Syria’s Foreign Minister Asaad Hassan al-Shaibani met with Israel’s Strategic Affairs Minister Ron Dermer in Paris on Tuesday in a U.S.-brokered meeting, Syrian state news agency SANA reported.
According to SANA, the talks focused on de-escalating the conflict in southern Syria and reviving the 1974 disengagement agreement between Israel and Syria, which established a U.N.-patrolled buffer zone in the Golan Heights.
The talks, which were also attended by U.S. envoy to Syria Tom Barrack, resulted in “understandings that support stability in the region,” the news agency said, without providing further details.
A senior Trump administration official confirmed the meeting to the Associated Press, saying Washington supports “any efforts that will bring lasting stability and peace between Israel and its neighbors” as part of President Donald Trump’s vision of a “stable Syria at peace with itself and its neighbors, including Israel.”

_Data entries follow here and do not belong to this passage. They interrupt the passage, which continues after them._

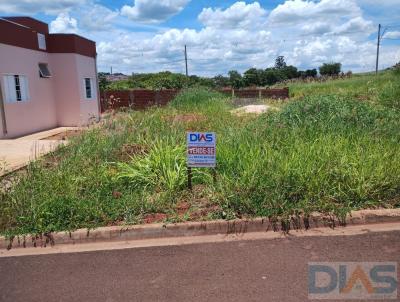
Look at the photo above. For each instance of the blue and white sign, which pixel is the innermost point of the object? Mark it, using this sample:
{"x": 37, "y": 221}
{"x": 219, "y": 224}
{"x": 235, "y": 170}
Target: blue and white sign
{"x": 201, "y": 149}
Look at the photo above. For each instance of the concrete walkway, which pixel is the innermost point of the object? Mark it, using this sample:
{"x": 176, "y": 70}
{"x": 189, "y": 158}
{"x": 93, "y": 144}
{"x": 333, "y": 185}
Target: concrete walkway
{"x": 17, "y": 153}
{"x": 239, "y": 270}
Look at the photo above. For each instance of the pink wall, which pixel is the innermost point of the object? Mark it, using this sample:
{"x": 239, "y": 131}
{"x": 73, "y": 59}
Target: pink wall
{"x": 55, "y": 101}
{"x": 89, "y": 108}
{"x": 64, "y": 70}
{"x": 38, "y": 113}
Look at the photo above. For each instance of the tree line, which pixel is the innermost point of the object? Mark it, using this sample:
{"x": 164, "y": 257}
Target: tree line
{"x": 252, "y": 77}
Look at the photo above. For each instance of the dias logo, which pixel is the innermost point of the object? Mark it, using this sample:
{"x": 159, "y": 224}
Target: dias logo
{"x": 352, "y": 280}
{"x": 200, "y": 137}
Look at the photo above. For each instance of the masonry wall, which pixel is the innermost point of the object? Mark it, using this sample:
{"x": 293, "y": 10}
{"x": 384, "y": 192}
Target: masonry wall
{"x": 142, "y": 98}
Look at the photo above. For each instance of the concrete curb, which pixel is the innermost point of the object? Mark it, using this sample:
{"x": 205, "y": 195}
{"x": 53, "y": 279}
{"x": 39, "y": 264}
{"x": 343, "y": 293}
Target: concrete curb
{"x": 153, "y": 231}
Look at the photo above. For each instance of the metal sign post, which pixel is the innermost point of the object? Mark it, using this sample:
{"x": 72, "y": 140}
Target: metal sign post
{"x": 201, "y": 153}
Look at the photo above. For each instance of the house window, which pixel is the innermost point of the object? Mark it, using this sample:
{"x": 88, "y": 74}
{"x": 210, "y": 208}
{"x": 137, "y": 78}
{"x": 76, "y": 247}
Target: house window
{"x": 42, "y": 41}
{"x": 88, "y": 88}
{"x": 44, "y": 70}
{"x": 16, "y": 88}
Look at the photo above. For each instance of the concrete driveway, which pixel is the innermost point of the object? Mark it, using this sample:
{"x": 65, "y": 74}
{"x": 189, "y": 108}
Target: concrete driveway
{"x": 17, "y": 153}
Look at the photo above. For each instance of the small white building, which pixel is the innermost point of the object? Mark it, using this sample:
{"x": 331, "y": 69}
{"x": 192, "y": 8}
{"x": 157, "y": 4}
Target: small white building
{"x": 46, "y": 80}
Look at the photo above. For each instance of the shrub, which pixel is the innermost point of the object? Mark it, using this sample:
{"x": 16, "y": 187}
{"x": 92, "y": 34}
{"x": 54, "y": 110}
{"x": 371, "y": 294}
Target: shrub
{"x": 330, "y": 69}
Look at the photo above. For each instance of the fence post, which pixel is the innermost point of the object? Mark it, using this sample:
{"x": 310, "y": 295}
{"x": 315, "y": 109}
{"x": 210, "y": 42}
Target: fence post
{"x": 104, "y": 103}
{"x": 157, "y": 98}
{"x": 131, "y": 98}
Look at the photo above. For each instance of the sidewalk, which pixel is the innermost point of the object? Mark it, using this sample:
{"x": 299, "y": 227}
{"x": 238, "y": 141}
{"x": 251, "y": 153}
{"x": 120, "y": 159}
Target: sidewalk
{"x": 17, "y": 153}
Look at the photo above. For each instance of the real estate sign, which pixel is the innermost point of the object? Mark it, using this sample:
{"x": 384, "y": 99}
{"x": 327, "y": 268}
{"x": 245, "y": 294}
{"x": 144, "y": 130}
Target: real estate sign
{"x": 201, "y": 149}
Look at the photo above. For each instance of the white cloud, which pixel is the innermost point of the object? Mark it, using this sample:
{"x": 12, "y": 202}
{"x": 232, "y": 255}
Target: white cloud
{"x": 64, "y": 24}
{"x": 392, "y": 35}
{"x": 238, "y": 37}
{"x": 356, "y": 25}
{"x": 239, "y": 15}
{"x": 31, "y": 7}
{"x": 153, "y": 11}
{"x": 297, "y": 11}
{"x": 97, "y": 18}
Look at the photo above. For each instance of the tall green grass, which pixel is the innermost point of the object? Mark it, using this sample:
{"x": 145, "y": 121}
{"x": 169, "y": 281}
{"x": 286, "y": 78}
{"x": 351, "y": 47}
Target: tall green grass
{"x": 330, "y": 151}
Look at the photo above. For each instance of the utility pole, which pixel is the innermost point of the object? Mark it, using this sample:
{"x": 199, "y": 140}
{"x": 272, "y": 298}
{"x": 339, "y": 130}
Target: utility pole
{"x": 377, "y": 49}
{"x": 187, "y": 72}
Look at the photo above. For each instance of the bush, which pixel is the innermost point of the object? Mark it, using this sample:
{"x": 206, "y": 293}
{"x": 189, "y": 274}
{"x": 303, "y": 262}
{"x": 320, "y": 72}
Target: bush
{"x": 330, "y": 69}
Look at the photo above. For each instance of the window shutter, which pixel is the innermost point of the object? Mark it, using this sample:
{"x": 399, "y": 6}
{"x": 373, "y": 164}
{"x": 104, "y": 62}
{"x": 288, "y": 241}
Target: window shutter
{"x": 9, "y": 88}
{"x": 24, "y": 88}
{"x": 84, "y": 89}
{"x": 91, "y": 88}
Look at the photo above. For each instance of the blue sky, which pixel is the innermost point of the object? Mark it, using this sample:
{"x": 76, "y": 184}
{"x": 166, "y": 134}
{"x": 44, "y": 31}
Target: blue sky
{"x": 149, "y": 35}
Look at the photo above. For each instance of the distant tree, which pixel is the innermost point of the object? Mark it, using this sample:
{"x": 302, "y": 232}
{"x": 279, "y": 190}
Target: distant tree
{"x": 235, "y": 79}
{"x": 251, "y": 77}
{"x": 271, "y": 76}
{"x": 280, "y": 62}
{"x": 290, "y": 72}
{"x": 221, "y": 81}
{"x": 330, "y": 69}
{"x": 312, "y": 73}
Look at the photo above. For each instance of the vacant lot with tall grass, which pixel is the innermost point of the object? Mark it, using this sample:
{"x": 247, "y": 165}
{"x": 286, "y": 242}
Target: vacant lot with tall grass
{"x": 334, "y": 148}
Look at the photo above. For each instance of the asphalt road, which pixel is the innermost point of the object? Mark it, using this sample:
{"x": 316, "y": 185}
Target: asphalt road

A Syrian source cited by Reuters said Israel had again raised establishing a “humanitarian corridor” to send aid directly into Sweida, a Druze-majority province in Syria’s south that saw days of sectarian violence last month. Syria had previously rejected this idea.
Another source told the news outlet said the two sides agreed to continue talks focused on security coordination in southern Syria.
Israel did not immediately comment on the meeting.
The meeting marks the first publicly acknowledged direct negotiations between the two sides. Previous U.S.-mediated discussions in Paris and Azerbaijan over the summer ended without results.
The meeting follows last month’s clashes in Sweida province between Druze groups and Bedouin clans, which escalated when Syrian forces reportedly sided with the Bedouin. Israel carried out airstrikes on multiple targets, including the Syrian Defense Ministry headquarters in Damascus, in defense of the Druze religious minority.
A U.S.-Turkish-Arab-mediated truce eased the fighting, which had killed hundreds, but clashes continued despite the ceasefire.